The mall magnates Simon Property Group and Brookfield Property Partners are part of a group that wants to buy the fast-fashion trailblazer Forever 21.
The $81m price tag would be a downright steal for a company whose annual revenues once exceeded $4B.
If it sounds like a fire sale, Fast Company explains why it makes sense: The landlords are trying to keep their tenant from leaving town.
That’s because malls are already ghost towns…
… and Forever 21’s exit would probably make things worse. The company filed for bankruptcy protection in September, announcing a plan to close hundreds of stores.

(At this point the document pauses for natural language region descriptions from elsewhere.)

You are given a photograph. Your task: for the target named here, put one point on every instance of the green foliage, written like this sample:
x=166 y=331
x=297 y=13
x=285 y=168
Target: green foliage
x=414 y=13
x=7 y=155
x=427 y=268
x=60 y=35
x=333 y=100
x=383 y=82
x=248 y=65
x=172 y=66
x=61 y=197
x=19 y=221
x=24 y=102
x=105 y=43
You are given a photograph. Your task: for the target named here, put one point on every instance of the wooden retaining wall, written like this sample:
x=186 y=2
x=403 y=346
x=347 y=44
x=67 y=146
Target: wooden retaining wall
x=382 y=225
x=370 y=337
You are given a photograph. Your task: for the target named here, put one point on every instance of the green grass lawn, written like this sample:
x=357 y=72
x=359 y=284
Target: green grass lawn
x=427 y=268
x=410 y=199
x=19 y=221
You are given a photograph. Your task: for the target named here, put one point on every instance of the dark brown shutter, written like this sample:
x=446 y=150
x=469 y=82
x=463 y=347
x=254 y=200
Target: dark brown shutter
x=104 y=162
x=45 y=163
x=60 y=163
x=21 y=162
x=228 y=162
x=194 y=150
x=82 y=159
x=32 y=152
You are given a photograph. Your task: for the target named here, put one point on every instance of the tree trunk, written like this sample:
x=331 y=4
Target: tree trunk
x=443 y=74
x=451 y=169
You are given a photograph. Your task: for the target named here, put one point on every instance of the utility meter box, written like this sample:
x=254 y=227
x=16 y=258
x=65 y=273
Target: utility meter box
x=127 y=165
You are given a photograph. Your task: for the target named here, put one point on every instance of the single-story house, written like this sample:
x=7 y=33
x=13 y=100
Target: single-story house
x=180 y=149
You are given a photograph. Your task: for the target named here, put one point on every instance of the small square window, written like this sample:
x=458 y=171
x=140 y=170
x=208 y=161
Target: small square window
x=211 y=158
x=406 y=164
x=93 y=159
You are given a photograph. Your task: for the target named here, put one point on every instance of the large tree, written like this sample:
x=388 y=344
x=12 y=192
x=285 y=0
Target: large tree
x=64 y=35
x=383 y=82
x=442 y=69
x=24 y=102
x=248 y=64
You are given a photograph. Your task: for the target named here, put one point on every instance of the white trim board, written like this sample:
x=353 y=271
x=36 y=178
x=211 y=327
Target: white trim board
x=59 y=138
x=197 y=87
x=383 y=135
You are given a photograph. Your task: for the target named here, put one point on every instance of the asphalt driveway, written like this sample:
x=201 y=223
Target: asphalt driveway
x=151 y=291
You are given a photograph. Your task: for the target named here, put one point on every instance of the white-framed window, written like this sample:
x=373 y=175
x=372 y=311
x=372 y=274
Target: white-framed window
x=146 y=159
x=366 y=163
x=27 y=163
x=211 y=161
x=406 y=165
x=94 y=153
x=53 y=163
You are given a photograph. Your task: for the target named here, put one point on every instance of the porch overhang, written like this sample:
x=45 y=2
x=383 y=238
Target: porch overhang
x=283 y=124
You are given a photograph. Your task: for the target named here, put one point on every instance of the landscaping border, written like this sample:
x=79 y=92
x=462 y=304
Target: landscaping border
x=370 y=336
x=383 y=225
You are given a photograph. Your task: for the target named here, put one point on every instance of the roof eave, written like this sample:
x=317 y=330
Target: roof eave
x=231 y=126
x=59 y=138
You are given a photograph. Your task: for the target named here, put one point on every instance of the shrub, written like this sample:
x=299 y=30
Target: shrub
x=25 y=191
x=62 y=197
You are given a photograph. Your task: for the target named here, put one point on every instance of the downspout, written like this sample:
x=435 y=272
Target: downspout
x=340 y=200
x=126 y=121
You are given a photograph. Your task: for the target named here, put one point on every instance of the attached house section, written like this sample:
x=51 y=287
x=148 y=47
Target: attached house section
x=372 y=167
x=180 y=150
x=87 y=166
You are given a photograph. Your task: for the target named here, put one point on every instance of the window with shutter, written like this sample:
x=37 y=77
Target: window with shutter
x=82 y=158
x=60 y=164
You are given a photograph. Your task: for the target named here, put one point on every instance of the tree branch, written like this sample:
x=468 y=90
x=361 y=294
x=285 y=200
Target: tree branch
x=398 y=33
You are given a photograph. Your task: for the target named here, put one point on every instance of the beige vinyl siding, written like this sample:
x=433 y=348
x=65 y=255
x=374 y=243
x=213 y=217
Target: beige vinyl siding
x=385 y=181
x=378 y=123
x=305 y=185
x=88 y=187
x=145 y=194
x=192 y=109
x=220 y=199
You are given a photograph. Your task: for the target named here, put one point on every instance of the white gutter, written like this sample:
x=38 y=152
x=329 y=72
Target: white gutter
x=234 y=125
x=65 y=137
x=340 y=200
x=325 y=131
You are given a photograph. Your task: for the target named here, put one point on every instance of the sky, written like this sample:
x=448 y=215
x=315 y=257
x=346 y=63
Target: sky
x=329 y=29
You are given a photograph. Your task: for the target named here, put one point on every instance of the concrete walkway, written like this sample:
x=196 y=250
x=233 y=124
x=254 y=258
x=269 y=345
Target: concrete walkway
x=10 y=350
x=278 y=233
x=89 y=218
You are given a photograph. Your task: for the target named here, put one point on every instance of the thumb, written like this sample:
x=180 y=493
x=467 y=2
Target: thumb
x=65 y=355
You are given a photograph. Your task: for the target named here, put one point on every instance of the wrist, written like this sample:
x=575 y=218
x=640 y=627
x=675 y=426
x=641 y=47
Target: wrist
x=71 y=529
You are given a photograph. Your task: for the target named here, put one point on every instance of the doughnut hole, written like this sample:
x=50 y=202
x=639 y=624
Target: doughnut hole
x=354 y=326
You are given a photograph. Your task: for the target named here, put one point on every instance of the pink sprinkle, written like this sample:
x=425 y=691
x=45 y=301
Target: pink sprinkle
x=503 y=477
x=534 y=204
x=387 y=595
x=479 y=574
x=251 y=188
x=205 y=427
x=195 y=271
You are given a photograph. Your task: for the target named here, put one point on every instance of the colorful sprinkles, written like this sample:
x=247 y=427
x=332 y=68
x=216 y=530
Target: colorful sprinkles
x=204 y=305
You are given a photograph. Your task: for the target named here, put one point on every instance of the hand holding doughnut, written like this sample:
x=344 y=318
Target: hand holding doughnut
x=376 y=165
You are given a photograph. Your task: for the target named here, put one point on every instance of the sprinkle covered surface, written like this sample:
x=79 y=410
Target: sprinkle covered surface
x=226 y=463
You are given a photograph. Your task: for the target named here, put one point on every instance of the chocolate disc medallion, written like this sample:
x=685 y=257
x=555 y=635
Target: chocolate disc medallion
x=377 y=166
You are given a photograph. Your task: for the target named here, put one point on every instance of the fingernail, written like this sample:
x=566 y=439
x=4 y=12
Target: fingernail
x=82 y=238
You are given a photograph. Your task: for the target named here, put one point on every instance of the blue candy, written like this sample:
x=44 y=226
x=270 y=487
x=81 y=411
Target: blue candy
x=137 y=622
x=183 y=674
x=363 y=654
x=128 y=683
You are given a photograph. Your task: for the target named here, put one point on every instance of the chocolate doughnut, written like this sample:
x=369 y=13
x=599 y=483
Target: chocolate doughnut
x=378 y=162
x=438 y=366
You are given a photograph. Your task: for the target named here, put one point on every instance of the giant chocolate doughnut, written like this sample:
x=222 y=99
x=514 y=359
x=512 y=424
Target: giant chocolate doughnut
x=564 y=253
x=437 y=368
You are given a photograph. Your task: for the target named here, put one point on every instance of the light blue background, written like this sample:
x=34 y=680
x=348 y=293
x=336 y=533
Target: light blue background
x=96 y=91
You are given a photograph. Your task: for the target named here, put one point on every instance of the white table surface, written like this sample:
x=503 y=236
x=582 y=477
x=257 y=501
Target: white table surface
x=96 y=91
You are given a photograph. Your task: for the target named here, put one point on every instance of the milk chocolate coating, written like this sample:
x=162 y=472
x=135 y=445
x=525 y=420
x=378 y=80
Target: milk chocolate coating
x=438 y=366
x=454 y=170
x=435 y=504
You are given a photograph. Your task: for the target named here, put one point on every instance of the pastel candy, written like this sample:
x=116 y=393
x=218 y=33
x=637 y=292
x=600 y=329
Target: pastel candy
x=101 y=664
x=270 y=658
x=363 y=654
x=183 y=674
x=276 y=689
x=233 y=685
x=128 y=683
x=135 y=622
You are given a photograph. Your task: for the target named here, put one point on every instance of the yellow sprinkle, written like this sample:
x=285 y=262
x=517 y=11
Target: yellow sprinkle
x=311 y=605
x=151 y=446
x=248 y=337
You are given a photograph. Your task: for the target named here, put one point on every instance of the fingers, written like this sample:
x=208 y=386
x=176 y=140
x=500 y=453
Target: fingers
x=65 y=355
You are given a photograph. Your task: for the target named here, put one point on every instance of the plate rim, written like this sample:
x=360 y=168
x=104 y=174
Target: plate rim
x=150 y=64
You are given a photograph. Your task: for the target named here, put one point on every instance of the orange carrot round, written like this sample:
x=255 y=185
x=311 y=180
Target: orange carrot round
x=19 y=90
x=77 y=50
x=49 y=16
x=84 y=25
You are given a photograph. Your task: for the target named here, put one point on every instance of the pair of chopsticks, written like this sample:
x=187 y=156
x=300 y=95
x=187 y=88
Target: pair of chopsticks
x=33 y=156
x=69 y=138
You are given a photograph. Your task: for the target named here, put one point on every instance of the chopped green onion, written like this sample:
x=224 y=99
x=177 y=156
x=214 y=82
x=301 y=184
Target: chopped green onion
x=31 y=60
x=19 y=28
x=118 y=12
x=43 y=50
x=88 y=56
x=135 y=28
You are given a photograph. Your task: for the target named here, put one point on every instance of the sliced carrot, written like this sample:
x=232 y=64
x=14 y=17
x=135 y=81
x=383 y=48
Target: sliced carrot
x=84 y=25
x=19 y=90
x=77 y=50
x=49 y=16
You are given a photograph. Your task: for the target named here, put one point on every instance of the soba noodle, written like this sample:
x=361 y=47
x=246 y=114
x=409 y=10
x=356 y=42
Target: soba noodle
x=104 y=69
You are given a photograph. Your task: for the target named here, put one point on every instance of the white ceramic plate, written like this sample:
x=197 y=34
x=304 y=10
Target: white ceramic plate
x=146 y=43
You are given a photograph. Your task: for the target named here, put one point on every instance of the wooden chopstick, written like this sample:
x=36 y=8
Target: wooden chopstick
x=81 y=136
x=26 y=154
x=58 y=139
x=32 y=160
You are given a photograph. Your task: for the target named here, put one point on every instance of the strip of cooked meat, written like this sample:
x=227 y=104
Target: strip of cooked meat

At the time, experts said the move was a sign that fast fashion was going out of style:
- Those dirt-cheap duds are terrible on the environment, and younger buyers are getting thrifty.
- Worker safety is a big concern. In 2013, more than 1k people died in a garment-factory collapse in Bangladesh.
So was the fast-fashion frenzy just a fad in a cheap suit?
- 58% of fashion honchos said they expected the forecast for value-oriented outfits (that’s you, Forever 21) to get worse.
- Consumers are only going to demand more sustainable choices, but the industry has a lot of catching up to do. Just one example: Fashion accounts for 20-35% of microplastic flows into the ocean.
But experts say there’s still a gap between what consumers say they want (greener jeans) and what they actually buy (cut-rate clothes).
This sale isn’t final — yet
Forever 21 wants the mall owners’ group to be the lead bidders in a bankruptcy auction. Rival bidders have until Friday to make a counteroffer.